Understanding Your Camcorder's Aperture

If you want to use your camcorder the best you can, then you will need to learn about aperture and various other settings. These settings can be used to take much more compelling photographs that you will be proud of. Whether or not you can adjust the aperture will depend mainly on the model and make of your camera. Cheaper cameras will have a fixed aperture which cannot be adjusted. For better results, you will need to choose a camera which can be adjusted.

By learning about what the camera's aperture is and how it can be adjusted, you will find it much easier to take professional and high quality photographs.

What Is Aperture?

Aperture controls the amount of light which is allowed into your camera. The aperture is similar to the iris in your eye. This opens and closes to allow more light inside the lens. As all images even with video cameras are made up of light, the opening of the aperture can change the expose of the video. The aperture can expand and contract to adjust the amount of light which is permitted to enter the camera and make up the picture.

Controlling the Aperture

The aperture can only normally be controlled when using high end digital camcorders.
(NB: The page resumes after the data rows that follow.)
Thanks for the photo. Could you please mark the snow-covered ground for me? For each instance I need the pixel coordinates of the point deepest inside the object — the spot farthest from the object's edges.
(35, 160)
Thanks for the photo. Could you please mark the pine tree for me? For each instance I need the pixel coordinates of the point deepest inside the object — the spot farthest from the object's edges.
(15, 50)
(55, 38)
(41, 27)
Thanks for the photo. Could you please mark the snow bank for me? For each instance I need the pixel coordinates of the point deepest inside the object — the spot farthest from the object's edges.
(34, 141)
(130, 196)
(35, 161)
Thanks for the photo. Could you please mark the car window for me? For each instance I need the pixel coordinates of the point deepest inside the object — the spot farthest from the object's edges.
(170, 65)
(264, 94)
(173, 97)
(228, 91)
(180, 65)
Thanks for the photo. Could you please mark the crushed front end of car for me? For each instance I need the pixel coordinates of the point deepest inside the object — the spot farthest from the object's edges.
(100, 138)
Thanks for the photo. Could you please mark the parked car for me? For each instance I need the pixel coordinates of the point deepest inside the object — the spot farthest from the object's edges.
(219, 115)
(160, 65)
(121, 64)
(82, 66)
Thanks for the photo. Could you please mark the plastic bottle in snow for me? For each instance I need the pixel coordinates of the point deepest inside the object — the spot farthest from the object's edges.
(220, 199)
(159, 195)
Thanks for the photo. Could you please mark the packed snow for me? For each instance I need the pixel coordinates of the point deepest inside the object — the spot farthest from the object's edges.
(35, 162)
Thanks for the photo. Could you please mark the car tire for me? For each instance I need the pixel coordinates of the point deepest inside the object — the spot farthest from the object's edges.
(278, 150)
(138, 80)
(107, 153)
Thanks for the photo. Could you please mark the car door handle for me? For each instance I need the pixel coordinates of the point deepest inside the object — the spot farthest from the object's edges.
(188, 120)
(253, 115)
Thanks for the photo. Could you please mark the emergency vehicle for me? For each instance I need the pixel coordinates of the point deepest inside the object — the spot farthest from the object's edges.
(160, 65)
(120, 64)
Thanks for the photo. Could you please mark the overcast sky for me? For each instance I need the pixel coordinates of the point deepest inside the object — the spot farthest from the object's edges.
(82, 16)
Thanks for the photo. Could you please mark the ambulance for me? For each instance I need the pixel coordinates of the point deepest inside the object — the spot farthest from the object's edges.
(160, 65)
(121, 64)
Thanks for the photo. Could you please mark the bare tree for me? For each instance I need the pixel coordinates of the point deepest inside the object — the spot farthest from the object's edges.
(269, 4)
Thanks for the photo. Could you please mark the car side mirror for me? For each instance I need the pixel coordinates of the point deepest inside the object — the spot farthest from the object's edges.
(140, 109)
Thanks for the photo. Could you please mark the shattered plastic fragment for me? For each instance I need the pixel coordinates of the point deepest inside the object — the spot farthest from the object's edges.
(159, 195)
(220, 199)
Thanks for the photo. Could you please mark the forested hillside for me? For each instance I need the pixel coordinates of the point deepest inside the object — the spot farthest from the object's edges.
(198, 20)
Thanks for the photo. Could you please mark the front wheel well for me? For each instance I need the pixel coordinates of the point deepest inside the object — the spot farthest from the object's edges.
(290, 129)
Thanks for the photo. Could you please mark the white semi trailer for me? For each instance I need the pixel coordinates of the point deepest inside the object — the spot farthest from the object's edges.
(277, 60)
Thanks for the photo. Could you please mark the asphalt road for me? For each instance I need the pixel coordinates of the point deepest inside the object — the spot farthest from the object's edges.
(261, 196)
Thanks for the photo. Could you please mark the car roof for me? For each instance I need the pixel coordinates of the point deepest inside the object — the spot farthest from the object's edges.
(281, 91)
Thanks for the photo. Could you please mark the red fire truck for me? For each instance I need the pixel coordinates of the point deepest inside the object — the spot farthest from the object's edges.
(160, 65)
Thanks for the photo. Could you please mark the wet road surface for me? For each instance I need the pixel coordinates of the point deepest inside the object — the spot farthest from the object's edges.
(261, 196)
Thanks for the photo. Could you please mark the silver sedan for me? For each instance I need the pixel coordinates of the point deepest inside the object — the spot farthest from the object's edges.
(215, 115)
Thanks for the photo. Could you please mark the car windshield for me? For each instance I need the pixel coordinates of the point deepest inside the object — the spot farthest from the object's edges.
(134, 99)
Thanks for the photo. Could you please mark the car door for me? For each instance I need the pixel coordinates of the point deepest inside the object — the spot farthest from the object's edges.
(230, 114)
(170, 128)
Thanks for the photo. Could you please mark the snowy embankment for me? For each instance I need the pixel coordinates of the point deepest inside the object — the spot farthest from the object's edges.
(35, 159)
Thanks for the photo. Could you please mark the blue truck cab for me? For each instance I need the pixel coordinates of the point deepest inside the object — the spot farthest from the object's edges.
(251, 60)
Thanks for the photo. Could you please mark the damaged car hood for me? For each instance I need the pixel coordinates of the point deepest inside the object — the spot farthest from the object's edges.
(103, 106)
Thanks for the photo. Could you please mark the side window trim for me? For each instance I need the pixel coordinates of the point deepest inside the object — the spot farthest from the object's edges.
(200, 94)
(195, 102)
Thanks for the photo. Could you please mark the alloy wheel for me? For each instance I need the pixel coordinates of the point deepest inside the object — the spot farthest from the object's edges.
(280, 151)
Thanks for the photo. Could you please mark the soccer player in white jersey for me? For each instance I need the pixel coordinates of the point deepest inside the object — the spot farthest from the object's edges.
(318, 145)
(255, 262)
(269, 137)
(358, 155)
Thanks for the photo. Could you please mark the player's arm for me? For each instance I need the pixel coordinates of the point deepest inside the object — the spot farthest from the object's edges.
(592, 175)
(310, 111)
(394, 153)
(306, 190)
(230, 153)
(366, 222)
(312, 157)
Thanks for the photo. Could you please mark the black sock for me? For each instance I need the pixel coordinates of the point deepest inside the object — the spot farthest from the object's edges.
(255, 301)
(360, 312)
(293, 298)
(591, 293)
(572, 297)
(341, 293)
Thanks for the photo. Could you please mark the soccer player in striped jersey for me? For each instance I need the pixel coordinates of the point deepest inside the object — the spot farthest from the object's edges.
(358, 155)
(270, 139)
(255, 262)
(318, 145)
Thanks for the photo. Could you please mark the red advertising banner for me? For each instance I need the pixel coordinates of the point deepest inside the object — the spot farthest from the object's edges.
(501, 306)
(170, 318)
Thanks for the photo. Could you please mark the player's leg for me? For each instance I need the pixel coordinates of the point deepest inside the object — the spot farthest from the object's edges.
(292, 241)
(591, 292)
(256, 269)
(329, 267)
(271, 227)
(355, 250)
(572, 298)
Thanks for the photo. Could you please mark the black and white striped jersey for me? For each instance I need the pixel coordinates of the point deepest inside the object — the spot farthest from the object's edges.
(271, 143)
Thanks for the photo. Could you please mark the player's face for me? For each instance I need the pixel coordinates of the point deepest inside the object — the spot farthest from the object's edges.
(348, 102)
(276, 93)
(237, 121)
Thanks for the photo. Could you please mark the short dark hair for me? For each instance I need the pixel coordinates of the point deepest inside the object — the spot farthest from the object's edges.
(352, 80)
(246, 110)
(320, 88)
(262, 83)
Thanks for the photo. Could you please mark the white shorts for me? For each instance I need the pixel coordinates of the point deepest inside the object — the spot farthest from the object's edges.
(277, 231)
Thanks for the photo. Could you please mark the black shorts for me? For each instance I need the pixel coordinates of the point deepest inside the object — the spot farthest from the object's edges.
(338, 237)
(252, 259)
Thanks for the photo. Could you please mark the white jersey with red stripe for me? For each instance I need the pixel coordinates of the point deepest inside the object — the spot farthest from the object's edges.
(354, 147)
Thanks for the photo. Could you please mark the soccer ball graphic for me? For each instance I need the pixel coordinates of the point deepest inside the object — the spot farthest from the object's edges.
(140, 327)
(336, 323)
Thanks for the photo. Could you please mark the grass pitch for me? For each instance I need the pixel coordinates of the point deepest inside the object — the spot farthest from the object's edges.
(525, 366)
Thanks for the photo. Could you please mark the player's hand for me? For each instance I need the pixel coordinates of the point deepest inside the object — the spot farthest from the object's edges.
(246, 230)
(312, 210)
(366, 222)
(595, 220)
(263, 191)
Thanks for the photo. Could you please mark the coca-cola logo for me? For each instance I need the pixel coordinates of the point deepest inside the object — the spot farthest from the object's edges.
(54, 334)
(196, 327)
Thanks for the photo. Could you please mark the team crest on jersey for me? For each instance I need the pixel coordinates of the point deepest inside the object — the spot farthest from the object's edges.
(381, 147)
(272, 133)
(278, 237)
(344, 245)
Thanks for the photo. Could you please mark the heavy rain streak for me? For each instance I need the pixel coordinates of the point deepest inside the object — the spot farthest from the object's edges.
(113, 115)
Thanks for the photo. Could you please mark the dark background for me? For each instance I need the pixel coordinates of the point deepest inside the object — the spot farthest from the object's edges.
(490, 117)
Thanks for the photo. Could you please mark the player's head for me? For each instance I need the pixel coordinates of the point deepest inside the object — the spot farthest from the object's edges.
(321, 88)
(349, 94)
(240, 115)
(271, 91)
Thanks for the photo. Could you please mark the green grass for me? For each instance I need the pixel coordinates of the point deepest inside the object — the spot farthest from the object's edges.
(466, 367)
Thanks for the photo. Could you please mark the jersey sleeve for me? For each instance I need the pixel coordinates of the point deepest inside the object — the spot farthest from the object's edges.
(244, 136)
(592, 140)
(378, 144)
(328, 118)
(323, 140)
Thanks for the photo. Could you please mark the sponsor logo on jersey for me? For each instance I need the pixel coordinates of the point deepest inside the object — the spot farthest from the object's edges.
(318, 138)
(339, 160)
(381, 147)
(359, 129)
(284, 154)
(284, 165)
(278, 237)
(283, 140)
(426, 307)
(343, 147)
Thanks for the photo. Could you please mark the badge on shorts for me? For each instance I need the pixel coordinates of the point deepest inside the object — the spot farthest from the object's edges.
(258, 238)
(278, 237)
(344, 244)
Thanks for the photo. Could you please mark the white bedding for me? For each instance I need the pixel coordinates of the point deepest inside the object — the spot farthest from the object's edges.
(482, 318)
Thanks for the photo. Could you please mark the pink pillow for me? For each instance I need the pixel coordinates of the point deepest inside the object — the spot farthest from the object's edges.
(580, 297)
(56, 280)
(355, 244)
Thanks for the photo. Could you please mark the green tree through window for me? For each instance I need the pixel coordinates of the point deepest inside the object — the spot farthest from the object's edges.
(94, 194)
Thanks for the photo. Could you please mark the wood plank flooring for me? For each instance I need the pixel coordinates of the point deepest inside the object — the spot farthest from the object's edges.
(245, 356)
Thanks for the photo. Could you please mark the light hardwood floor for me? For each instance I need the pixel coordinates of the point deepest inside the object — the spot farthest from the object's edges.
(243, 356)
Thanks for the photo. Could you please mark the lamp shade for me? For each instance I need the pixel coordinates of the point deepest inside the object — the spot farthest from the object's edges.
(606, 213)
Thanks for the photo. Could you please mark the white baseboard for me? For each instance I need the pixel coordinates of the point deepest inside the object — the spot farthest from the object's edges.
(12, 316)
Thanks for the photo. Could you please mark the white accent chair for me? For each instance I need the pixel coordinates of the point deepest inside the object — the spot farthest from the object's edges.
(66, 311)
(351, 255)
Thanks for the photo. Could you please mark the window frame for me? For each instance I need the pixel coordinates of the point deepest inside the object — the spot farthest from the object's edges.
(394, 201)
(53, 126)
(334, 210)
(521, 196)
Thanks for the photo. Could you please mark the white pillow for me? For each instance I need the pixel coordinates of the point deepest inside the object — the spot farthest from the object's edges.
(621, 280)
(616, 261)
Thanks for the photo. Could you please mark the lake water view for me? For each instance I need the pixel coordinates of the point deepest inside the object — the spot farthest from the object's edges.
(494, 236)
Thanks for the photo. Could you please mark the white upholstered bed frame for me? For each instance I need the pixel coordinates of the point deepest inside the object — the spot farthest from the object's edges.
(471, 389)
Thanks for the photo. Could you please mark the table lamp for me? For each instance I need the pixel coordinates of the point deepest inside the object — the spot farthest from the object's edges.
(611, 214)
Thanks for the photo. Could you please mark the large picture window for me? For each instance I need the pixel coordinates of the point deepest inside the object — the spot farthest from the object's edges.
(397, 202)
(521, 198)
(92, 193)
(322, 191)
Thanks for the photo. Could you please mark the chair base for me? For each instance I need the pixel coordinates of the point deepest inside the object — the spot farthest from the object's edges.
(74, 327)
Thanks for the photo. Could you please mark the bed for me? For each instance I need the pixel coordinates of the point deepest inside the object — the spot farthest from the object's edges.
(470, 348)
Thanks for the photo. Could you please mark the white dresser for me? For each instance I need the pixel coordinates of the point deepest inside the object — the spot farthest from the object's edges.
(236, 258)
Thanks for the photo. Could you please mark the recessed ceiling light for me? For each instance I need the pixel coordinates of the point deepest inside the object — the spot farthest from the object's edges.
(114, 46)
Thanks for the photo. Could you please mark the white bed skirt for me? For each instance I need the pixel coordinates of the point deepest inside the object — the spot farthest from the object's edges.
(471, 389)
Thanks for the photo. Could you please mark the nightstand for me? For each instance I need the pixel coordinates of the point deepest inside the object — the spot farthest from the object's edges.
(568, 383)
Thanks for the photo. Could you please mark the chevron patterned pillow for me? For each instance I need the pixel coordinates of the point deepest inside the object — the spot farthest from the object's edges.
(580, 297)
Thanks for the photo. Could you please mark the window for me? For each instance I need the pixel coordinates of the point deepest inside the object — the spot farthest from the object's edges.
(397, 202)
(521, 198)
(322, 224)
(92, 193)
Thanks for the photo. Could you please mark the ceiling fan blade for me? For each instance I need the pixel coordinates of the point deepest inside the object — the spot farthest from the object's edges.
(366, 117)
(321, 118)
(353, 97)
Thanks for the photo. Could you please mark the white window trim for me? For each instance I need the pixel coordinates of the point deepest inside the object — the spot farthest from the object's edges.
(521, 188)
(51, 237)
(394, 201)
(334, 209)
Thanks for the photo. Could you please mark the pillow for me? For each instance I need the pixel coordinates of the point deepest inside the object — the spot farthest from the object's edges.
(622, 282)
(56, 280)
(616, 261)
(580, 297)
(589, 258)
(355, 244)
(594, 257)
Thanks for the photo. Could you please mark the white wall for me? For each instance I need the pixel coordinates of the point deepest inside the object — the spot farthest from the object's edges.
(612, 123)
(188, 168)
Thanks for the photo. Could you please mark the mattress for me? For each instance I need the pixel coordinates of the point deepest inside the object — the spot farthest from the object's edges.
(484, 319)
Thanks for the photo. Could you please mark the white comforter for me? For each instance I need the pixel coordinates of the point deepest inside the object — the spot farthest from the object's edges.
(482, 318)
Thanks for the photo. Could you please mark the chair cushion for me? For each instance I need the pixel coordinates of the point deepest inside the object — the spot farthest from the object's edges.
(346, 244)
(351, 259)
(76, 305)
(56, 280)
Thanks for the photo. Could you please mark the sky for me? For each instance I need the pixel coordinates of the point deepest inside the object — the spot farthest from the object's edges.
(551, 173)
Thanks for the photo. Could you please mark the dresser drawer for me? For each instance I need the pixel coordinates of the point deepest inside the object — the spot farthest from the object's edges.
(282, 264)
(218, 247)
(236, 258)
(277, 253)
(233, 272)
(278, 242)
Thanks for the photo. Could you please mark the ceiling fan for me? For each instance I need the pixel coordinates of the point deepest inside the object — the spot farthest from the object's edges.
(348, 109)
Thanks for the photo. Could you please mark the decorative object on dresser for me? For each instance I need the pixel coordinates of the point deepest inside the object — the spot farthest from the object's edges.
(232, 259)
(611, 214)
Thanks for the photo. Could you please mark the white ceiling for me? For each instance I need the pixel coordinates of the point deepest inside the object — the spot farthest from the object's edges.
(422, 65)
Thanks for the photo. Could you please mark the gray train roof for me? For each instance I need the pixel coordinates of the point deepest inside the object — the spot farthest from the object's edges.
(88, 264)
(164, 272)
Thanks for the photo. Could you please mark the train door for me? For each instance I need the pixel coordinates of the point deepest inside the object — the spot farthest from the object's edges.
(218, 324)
Almost all cheaper camcorders use much cheaper fixed aperture. Some of the mid range camcorders have automatic aperture which allows you a small amount of control over the camcorder.

The aperture is measured in f-stops. If the f-stop is a higher number, then it means that the aperture is smaller which means less light can enter. If the f stop is a smaller number, then it means that the aperture is wider which will in turn allow more light inside the camera. The aperture settings will also be controlled automatically when adjusting the exposure or photography modes on your camera. This will limit the amount of light which reaches the image sensor.

Using the Aperture

If you are using the aperture settings, then you will also need to understand the dept of field. If you have a limited depth of field, then it will make the background blurred and cause the viewer to focus only on the subject. To create a limited depth of field, you should set a small f stop. This will only cause the viewer to be interested in the subject and ignore any confusing or overpowering backgrounds.

If you set a larger depth of field, then this will make a larger distance much sharper. If you want to record a landscape, then you will need to maximize the depth of field to make the whole image as sharp as possible. To do this, you must set a large f stop.

Practice Makes Perfect

Aperture can be confusing to use, especially at first. You will need to do some practice to make things perfect. Start recording the apertures used to take photos of certain things, as this will make it much easier to learn about the aperture settings which work the best.